Dan Chandre, Squarespace vice president, head of Acuity and payments, told Karen Webster that a key to connecting merchants with his firm’s platform lies with payments.
And to that end, Squarespace’s taking on the mantle of payments facilitator.
“It’s the beginning of an evolution,” he said.
The pivot, he said, is one that serves the “long tail” of sellers that are Squarespace’s bread and butter, a broad set of smaller firms and 4.3 million subscribers across a broad range of verticals that are seeing high transaction volumes amid the continuing shift to online commerce.
Squarespace said Wednesday (Oct. 4) that its latest, annual product Refresh will include the introduction of Squarespace Payments — billed as a native payment solution that lets merchants accept payments directly through Squarespace instead of having to connect a third-party payment provider. The new payments offering helps merchants manage transactions, payouts and view refunds, disputes, and charges, all within a centralized dashboard. The company is also launching enhanced client invoicing solutions that let merchants “vet” leads and receive payments via invoices.
For Chandre, this is not the first go-round in branching out into payments functionality — he’d done much the same during his previous stint as VP of strategic development at Mindbody. That tenure taught him, above all else, that the enterprise customer experience matters as they onboard to the commerce platform itself, as they take in payments and reconcile those payments with the back office — and how they present the checkout experience to their own customers, too.
“This type of payments approach has evolved over the years,” he said. And this time around, with a nod to Squarespace, where he’s coming up on his one-year anniversary, Chandre told Webster, “This is about what customers should expect from a platform like Squarespace — it’s a better experience, where they have a single platform to manage everything … sometimes these things might feel like they’re divorced from each other but they are not.” Disparate banking solutions, he said, can be a challenge for merchants to integrate.
“By putting ourselves at the center of the transaction,” he said. “There are a lot of things that we can solve for our customers.”
For the company that strives to become a true end-to-end commerce solution and bring payments more fully in-house — as Squarespace seeks to do with its refresh — the opportunity is there to bring a host of value-added services to sellers.

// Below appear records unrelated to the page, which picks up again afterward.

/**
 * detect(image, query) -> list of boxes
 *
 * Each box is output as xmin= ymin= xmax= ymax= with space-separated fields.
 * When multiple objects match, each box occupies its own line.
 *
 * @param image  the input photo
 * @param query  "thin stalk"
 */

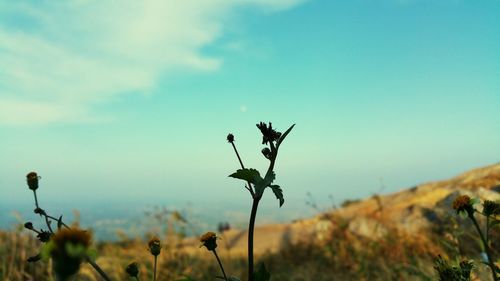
xmin=212 ymin=249 xmax=228 ymax=281
xmin=247 ymin=146 xmax=277 ymax=281
xmin=44 ymin=214 xmax=54 ymax=233
xmin=32 ymin=190 xmax=40 ymax=209
xmin=230 ymin=142 xmax=255 ymax=197
xmin=469 ymin=214 xmax=498 ymax=281
xmin=486 ymin=215 xmax=490 ymax=247
xmin=87 ymin=257 xmax=112 ymax=281
xmin=153 ymin=255 xmax=157 ymax=281
xmin=248 ymin=198 xmax=260 ymax=281
xmin=46 ymin=215 xmax=70 ymax=229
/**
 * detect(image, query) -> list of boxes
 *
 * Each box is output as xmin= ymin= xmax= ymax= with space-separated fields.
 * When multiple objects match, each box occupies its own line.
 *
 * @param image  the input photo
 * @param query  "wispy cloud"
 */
xmin=0 ymin=0 xmax=304 ymax=125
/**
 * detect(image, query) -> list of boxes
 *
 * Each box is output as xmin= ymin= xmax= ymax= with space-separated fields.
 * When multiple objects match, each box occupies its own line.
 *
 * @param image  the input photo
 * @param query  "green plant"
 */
xmin=433 ymin=195 xmax=500 ymax=281
xmin=227 ymin=122 xmax=295 ymax=281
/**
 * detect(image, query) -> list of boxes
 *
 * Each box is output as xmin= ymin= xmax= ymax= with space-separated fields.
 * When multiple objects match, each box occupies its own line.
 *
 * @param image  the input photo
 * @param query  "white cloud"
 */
xmin=0 ymin=0 xmax=304 ymax=125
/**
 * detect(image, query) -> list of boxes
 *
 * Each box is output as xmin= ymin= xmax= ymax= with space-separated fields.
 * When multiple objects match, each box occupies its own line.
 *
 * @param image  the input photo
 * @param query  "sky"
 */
xmin=1 ymin=0 xmax=499 ymax=223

“Right now, regardless of the size of the business,” he said, “there are some things that are really difficult right now.” The difficulties lie with access to capital, and in having enough working capital on hand to navigate macro uncertainty. Those features are on Squarespace’s long-term roadmap, and are natural progressions as it gains traction with existing and new sellers with Squarespace Payments and its dashboard.
For Squarespace, he said, expanding the product and service portfolio will be aided by what he said is “an incredible amount of data at our disposal,” that will only be enriched by transaction level information — providing an onramp to adding different BNPL schemes or local payment methods or access to working capital.
Read more: Squarespace Adds Invoicing Tools in Squarespace Scheduling
“There are a lot of things that we can do that can really differentiate how these merchants are currently engaging with Squarespace,” he said, adding that with the beta testing already in place “we’re seeing everything ‘around’ the merchant, including risk assessment and onboarding, that we will continue to build out.”
Looking ahead, he said, the company will spend October bringing new “trialers” onboard and scaling its payments offering as it readies to bring existing users “over” to the refreshed suite of Squarespace products. Chandre noted that Squarespace Payments will roll out to U.S. customers in the coming months and launch into additional markets in 2024.
“We’ll target the right markets throughout the course of 2024 and into 2025 and unlock those [international] regions,” Chandre said, adding that “These are concurrent swim lanes. We’ve got new trials, international, migration and then-value added services.”